Generative AI models have recently achieved mainstream attention with the advent of powerful approaches such as SORA, DALL-E and stable diffusion. The underlying breakthrough generative mechanism of denoising diffusion modeling can generate high quality synthetic images and can learn the underlying distribution of complex, high-dimensional data. In our paper, we train conditional latent diffusion models (LDM) and denoising diffusion probabilistic models (DDPM) to provide insight into Alzheimer's disease (AD) effects on the brain's anatomy at the individual level. We first created diffusion models that could generate synthetic MRIs, by training them on real 3D T1-weighted MRI scans, and conditioning the generative process on the clinical diagnosis as a context variable.
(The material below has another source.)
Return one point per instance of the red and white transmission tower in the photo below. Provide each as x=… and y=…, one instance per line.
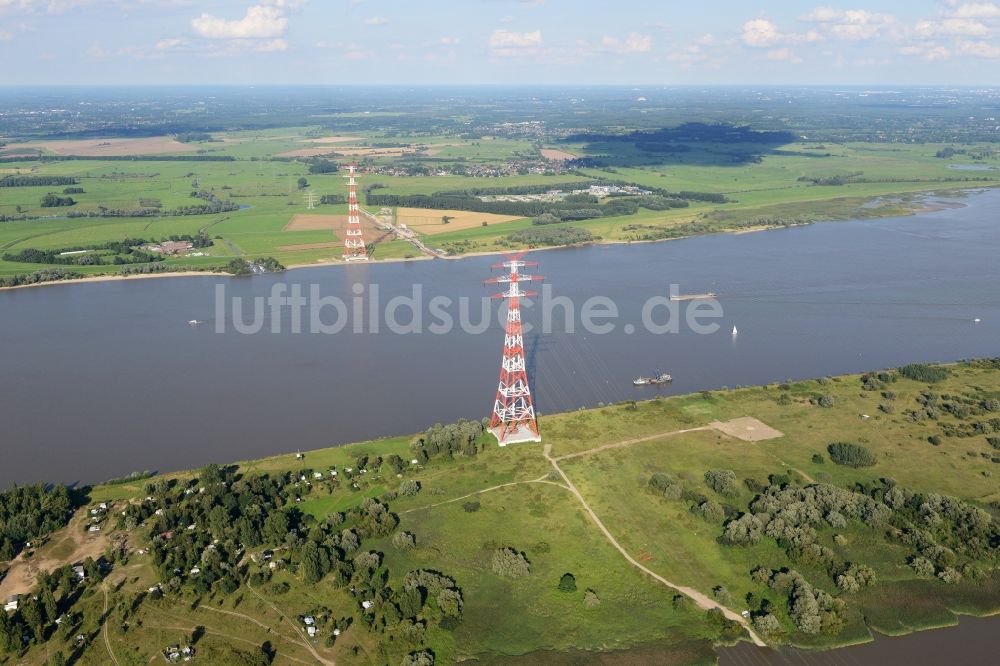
x=354, y=240
x=513, y=419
We conducted experiments to overcome limitations in training dataset size, compute time and memory resources by testing different models, effects of pretraining, training duration. We tested the sampling quality of the disease-conditioned diffusion using metrics to assess realism and diversity of the generated synthetic MRIs. We also evaluated the ability of diffusion models to conditionally sample MRI brains using a 3D CNN-based disease classifier relative to real MRIs. In our experiments, the diffusion models generated synthetic data that helped to train an AD classifier (using only 500 real MRI scans) - and boosted its performance by over 3% when tested on real MRI scans. Further, we used classifier-free guidance to alter the conditioning of an encoded individual scan to its counterfactual (representing a healthy subject of the same age and sex) while preserving subject-specific image details. From this counterfactual image (where the same person appears healthy), a personalized disease map was generated to identify possible disease effects on the brain. Our approach efficiently generates realistic and diverse synthetic data, and may create interpretable AI-based maps for neuroscience research and clinical diagnostic applications.

基于去噪扩散模型的反事实MRI生成用于可解释的阿尔茨海默病效应检测。
随着SORA、DALL-E和稳定扩散等强大方法的出现,生成式人工智能模型最近得到了主流的关注。底层突破性的去噪扩散建模生成机制可以生成高质量的合成图像,可以学习复杂高维数据的底层分布。在我们的论文中,我们训练条件潜在扩散模型(LDM)和去噪扩散概率模型(DDPM),以在个体水平上深入了解阿尔茨海默病(AD)对大脑解剖的影响。我们首先创建了可以生成合成MRI的扩散模型,通过在真实的3D t1加权MRI扫描上训练它们,并将临床诊断的生成过程作为上下文变量进行调节。我们通过测试不同的模型、预训练的效果、训练持续时间来克服训练数据集大小、计算时间和内存资源的限制。我们使用度量来评估生成的合成核磁共振成像的真实性和多样性,测试了疾病条件扩散的采样质量。我们还评估了扩散模型使用基于3D cnn的疾病分类器相对于真实MRI有条件地采样MRI大脑的能力。在我们的实验中,扩散模型生成的合成数据有助于训练AD分类器(仅使用500次真实的MRI扫描),并在真实的MRI扫描上测试时将其性能提高了3%以上。此外,我们使用无分类器指导来改变对编码个体扫描的条件反射,使其符合反事实(代表相同年龄和性别的健康受试者),同时保留受试者特定的图像细节。从这个反事实的图像(同一个人看起来很健康)中,生成了一个个性化的疾病地图,以识别可能的疾病对大脑的影响。我们的方法有效地生成真实和多样化的合成数据,并可能为神经科学研究和临床诊断应用创建可解释的基于人工智能的地图。
本文章由计算机程序翻译,如有差异,请以英文原文为准。